Scentography is the technique of creating and storing odor by artificially recreating a smell using chemical and electronic means.
DigiScents Inc was among the more recent pioneers of the technology, developing DigiScent (later iSmell) in 1999 as a device that would plug into a computer's USB port and generate scents dependent on the online content being viewed. The company ceased trading in 2011.[1][2]
In 2013, Amy Radcliffe, a Master's student in the Textile Futures department of Central Saint Martins, London introduced a prototype of a desktop device to record aromas. For the project, she drew on headspace technology pioneered in the 1980s by Roman Kaiser to capture smells in the air around certain objects.[3]

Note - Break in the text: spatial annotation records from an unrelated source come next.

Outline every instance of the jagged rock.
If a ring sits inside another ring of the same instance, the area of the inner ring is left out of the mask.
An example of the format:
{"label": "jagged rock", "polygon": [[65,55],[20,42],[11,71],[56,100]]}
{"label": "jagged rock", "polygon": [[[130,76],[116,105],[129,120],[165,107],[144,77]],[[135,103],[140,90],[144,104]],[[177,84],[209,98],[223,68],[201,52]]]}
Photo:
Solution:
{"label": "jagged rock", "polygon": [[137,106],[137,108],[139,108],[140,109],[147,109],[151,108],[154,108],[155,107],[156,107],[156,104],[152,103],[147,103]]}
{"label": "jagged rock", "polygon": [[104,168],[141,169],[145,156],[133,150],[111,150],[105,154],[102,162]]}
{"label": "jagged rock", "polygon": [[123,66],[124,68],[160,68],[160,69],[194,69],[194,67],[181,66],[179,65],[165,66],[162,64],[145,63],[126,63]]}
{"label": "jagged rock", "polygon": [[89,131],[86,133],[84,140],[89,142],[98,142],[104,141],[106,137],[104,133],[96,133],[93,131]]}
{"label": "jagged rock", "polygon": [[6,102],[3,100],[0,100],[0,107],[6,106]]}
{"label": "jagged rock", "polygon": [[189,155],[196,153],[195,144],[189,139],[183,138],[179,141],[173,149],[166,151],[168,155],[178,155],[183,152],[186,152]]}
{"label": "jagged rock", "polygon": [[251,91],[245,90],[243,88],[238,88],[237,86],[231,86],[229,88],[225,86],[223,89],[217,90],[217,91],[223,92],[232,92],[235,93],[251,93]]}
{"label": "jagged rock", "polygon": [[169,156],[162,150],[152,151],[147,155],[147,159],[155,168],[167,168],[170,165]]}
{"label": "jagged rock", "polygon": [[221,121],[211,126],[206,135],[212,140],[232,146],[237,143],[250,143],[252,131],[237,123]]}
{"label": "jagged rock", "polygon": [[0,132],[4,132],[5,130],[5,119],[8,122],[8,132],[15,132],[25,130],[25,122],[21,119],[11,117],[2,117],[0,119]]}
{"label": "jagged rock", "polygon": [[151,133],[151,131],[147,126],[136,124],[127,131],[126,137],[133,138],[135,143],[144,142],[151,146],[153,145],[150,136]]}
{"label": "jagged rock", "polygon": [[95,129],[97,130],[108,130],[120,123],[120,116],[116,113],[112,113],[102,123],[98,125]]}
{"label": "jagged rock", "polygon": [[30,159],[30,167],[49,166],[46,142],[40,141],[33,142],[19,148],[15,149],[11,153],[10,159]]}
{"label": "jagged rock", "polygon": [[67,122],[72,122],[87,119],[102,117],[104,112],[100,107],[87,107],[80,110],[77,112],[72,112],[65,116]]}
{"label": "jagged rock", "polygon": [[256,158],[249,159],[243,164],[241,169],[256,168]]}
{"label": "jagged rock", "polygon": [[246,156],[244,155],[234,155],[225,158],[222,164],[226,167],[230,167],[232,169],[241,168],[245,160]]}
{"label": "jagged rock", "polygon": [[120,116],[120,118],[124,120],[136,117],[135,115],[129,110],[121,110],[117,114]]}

Called the Madeleine, after the Marcel Proust episode from Remembrance of Things Past, the device is a working prototype of a new kind of camera to record smell.[3] It consists of a funnel to be placed over the object with the scent you wish to capture. This is attached to a pump that draws air into an odor trap made of a porous polymer resin. According to Radcliffe, it can take from a few minutes to a whole day to capture the odour in liquid form, depending on its intensity.[3]
So far, several samples have been sent for analysis in a gas chromatography–mass spectrometry machine at a fragrance laboratory. In the scenario developed for the prototype, the Madeleine would be taken for local lab processing in a similar way to conventional photographic film.[3][4]
The device was exhibited during Milan Fashion Week in April 2013.[4]